La Stampa, 3 maggio 2019
In Libia è sfida fra potenze sunnite
Ad un mese dall’inizio, l’offensiva militare di Khalifa Haftar contro Tripoli non è riuscita nell’intento di rovesciare il rivale Fayez al-Sarraj ma ha contribuito ad evidenziare la svolta in atto nella crisi libica: i protagonisti sul campo sono diventati gli Stati sunniti in lotta fra loro, come già avviene in Siria e nel Golfo.
Incominciata nel 2011 dopo l’uccisione del colonnello Muammar Gheddafi, la crisi armata in Libia aveva finora avuto come maggiori attori circa 250 clan tribali e milizie con il risultato di portare al-Sarraj a controllare la Tripolitania e Haftar la Cirenaica, spaccando la Libia a metà. Con in mezzo Misurata, guidata da Ahmed Maiting, alleato di al-Sarraj. Tale lacerazione ha generato una conflittualità permanente con il crescente coinvolgimento di Stati stranieri: Francia e Russia a fianco di Haftar, Italia più vicina ad al-Sarraj con gli Usa soprattutto impegnati a colpire ed eliminare le enclave jihadiste libiche, come avvenuto a Sirte e dintorni.
Tale situazione viene ora superata dall’iniziativa degli Stati sunniti rivali di elevare il livello di coinvolgimento nella crisi, uscendo di fatto allo scoperto come i maggiori sponsor di Haftar e al-Sarraj. Quanto avvenuto negli ultimi 50 giorni testimonia tale escalation. A fine marzo il re saudita Salman ha ricevuto Haftar nel palazzo di Riad identificandolo come il «garante della sicurezza» in Libia, a metà aprile la scena si è ripetuta al Cairo con il presidente Al-Sisi che ha posto l’accento sulla determinazione di Haftar «nel combattere gli estremisti islamici» e da quando le milizie bengasine hanno raggiunto la periferia di Tripoli ogni notte godono del sostegno degli attacchi dei droni degli Emirati Arabi Uniti.
Il cui ministro degli Esteri, Anwar Gargash, afferma che «il problema da risolvere è il controllo degli estremisti su Tripoli» ovvero il sostegno di al-Sarraj da parte di milizie islamiche.

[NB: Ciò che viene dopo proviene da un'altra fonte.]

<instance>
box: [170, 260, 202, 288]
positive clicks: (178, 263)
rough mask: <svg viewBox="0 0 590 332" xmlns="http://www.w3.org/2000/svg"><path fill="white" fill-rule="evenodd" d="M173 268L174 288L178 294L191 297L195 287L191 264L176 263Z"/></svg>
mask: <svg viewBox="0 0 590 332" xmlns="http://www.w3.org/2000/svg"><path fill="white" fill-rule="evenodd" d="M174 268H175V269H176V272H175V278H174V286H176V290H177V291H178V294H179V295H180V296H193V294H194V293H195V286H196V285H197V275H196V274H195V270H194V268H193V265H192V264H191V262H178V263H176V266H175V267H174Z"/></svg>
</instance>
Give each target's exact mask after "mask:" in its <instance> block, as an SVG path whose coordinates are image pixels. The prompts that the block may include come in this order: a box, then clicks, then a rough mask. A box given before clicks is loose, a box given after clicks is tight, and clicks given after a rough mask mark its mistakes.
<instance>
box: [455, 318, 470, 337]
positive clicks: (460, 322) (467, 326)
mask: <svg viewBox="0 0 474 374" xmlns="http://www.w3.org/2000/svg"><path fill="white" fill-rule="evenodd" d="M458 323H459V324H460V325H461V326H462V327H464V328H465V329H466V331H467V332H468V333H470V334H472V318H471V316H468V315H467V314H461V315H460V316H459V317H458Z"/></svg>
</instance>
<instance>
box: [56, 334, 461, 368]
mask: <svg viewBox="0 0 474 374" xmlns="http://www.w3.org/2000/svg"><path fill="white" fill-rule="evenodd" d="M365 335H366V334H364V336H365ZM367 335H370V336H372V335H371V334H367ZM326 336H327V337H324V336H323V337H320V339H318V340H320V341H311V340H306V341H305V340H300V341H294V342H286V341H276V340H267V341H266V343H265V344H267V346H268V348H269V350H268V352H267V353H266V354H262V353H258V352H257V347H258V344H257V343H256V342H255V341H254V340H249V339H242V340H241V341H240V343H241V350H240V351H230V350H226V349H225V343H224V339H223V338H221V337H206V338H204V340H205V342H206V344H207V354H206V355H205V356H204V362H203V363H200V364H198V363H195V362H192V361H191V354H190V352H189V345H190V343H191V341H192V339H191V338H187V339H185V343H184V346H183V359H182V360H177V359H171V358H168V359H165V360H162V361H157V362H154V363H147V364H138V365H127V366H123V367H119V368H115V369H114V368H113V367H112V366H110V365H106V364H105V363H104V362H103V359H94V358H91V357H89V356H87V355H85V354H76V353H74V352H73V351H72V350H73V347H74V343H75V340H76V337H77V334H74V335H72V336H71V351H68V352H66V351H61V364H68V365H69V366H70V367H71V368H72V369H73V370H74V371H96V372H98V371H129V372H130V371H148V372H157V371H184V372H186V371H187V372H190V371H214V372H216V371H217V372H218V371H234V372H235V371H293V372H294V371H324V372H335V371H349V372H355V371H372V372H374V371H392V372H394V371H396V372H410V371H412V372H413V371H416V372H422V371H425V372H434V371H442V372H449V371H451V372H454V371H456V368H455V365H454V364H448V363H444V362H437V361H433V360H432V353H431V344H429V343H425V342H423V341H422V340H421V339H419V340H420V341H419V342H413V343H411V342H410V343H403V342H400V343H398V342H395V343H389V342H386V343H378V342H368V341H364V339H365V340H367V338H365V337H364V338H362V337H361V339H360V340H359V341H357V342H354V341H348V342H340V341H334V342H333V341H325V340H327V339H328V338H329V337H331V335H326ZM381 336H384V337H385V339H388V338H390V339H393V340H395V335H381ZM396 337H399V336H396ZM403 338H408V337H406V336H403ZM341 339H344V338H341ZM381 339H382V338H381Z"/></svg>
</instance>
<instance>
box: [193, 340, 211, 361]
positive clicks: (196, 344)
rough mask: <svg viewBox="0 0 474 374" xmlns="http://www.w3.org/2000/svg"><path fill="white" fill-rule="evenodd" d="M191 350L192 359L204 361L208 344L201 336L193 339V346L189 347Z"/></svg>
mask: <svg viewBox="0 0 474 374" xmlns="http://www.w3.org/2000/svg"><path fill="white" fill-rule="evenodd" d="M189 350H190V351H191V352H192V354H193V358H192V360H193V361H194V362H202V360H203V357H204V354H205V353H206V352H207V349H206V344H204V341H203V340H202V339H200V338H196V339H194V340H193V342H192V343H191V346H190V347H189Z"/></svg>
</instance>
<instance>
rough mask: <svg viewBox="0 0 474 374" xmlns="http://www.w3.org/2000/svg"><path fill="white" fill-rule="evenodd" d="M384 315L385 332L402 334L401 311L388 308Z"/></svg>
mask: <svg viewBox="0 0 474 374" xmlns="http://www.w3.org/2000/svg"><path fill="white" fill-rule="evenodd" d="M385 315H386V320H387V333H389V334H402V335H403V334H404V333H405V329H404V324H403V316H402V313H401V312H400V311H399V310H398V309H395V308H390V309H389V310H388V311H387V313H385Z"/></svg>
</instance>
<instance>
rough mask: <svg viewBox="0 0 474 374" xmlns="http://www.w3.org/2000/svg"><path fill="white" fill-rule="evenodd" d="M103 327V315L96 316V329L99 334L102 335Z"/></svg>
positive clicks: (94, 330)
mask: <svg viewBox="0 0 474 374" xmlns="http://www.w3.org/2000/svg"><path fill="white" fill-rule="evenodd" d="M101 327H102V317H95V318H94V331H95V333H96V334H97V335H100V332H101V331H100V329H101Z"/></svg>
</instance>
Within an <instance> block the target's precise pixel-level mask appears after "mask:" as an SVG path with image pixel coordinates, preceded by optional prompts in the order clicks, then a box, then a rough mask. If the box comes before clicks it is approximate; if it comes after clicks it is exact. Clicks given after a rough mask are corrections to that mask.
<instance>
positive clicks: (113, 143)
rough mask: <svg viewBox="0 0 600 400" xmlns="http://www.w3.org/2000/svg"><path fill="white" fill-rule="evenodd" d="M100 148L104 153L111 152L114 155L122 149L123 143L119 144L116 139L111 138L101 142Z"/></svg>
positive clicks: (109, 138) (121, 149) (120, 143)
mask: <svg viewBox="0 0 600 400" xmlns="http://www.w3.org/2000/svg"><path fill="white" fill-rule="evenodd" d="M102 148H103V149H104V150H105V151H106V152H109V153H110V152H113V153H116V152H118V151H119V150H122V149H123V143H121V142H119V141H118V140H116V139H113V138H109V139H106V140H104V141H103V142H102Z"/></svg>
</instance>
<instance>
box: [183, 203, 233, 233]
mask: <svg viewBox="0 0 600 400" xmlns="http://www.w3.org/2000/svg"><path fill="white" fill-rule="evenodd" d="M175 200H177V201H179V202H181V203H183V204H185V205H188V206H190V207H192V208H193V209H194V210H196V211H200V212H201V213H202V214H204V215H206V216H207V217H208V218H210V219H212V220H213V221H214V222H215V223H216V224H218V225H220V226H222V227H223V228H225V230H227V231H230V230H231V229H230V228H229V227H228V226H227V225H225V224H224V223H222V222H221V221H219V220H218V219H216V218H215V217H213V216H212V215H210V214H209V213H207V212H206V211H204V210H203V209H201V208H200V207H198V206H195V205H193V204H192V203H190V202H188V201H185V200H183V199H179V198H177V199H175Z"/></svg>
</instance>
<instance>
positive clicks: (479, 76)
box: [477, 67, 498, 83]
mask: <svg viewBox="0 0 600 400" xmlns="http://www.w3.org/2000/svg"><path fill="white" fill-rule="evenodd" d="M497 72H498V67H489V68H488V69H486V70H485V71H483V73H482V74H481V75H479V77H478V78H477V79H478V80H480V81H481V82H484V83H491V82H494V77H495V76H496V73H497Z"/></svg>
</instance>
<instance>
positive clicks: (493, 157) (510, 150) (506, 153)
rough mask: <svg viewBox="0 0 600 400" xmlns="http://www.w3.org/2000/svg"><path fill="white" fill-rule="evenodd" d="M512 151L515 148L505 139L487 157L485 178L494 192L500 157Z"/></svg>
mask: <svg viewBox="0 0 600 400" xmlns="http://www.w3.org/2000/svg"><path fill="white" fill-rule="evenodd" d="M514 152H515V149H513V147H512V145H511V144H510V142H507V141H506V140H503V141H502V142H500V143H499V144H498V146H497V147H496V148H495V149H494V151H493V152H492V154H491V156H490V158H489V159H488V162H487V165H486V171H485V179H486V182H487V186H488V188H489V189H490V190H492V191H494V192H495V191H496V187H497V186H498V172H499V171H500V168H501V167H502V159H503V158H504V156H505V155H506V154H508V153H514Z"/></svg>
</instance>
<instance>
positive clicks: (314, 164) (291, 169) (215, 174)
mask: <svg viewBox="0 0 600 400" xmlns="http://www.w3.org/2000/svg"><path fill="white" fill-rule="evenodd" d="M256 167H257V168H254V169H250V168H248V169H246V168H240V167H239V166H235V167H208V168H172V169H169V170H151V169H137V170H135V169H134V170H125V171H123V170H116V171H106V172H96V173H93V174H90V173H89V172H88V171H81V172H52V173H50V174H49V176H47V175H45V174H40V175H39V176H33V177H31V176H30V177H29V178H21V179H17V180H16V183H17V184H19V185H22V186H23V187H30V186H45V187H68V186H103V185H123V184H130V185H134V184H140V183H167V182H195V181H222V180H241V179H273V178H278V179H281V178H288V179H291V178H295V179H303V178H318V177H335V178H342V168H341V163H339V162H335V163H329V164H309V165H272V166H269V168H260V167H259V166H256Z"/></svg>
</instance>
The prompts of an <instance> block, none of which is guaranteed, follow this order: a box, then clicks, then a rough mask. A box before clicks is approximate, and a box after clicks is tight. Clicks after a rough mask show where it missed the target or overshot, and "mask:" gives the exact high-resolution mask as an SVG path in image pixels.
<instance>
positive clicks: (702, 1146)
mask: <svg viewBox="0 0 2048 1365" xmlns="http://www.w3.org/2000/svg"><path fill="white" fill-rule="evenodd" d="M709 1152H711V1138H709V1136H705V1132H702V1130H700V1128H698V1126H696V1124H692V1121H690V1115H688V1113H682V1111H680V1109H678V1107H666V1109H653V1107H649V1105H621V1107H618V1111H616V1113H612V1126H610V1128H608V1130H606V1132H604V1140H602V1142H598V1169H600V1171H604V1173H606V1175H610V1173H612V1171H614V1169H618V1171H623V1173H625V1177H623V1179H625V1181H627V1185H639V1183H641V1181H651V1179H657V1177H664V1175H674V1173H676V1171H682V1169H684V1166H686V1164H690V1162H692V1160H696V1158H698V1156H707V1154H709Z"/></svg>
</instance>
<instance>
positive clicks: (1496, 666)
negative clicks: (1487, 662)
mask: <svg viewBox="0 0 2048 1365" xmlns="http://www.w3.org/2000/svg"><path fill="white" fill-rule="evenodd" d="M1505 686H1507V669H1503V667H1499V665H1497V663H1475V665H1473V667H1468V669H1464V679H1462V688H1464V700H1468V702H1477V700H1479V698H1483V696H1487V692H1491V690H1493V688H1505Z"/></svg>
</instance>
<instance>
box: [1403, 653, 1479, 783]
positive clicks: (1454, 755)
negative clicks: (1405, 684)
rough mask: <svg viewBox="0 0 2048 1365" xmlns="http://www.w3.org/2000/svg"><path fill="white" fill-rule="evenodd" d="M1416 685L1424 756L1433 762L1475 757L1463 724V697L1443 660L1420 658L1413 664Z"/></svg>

Ora, il punto è che quando Arabia Saudita, Egitto ed Emirati Arabi Uniti parlano di «estremisti islamici» si riferiscono al movimento dei Fratelli musulmani, sostenuto in più aree di crisi da Turchia e Qatar che sono poi, guarda caso, anche i maggiori alleati di al-Sarraj. È uno scontro che ha in palio la leadership del mondo sunnita perché i Paesi alla guida degli opposti fronti, Arabia Saudita e Turchia, rappresentano versioni opposte della corrente maggioritaria dell’Islam che ruotano attorno proprio al ruolo della Fratellanza musulmana. Per Ankara si tratta della versione più moderna dell’integrazione fra politica e Islam mentre per Riad è l’ideologia che genera i jihadisti, terroristi islamici il cui unico intento è conquistare il potere negli Stati arabi per dominarli o svenderli al rivale di sempre, l’Iran sciita. Stiamo parlando di uno scontro strategico, feroce, imponente per la guida dell’Islam che si svolge in questo momento su più campi di battaglia - Siria, Iraq, Gaza, nel Golfo - a cui si aggiunge in maniera lampante la Libia. Il motivo concreto è il sostegno che alcuni gruppi dei Fratelli musulmani assicurano al debole al-Sarraj a Tripoli, spiegando anche la recente mossa della Casa Bianca a favore di Haftar nell’evidente intento di favorire gli alleati sauditi-egiziani-emiratini per ostacolare Erdogan ed il Qatar, considerati troppo vicini a Mosca e Teheran. Tale dinamica obbliga l’Italia a rivedere in fretta l’approccio finora avuto alla crisi libica perché l’impostazione basata su sostegno ai mediatori Onu e sui rapporti con clan e milizie locali non basta più. Poiché il nostro interesse nazionale è evitare l’arrivo di ondate di migranti e cellule di jihadisti nella Penisola, così come difendere gli interessi energetici, Roma si trova obbligata a decidere quale approccio avere allo scontro fra Paesi sunniti. È una decisione di politica estera di prima grandezza perché investe la nostra proiezione nel mondo arabo, inclusi i rapporti bilaterali con Qatar, Emirati ed Egitto. Più tardi affronteremo tale nodo, più danni ne trarremo. Il fattore tempo non gioca per l’Italia.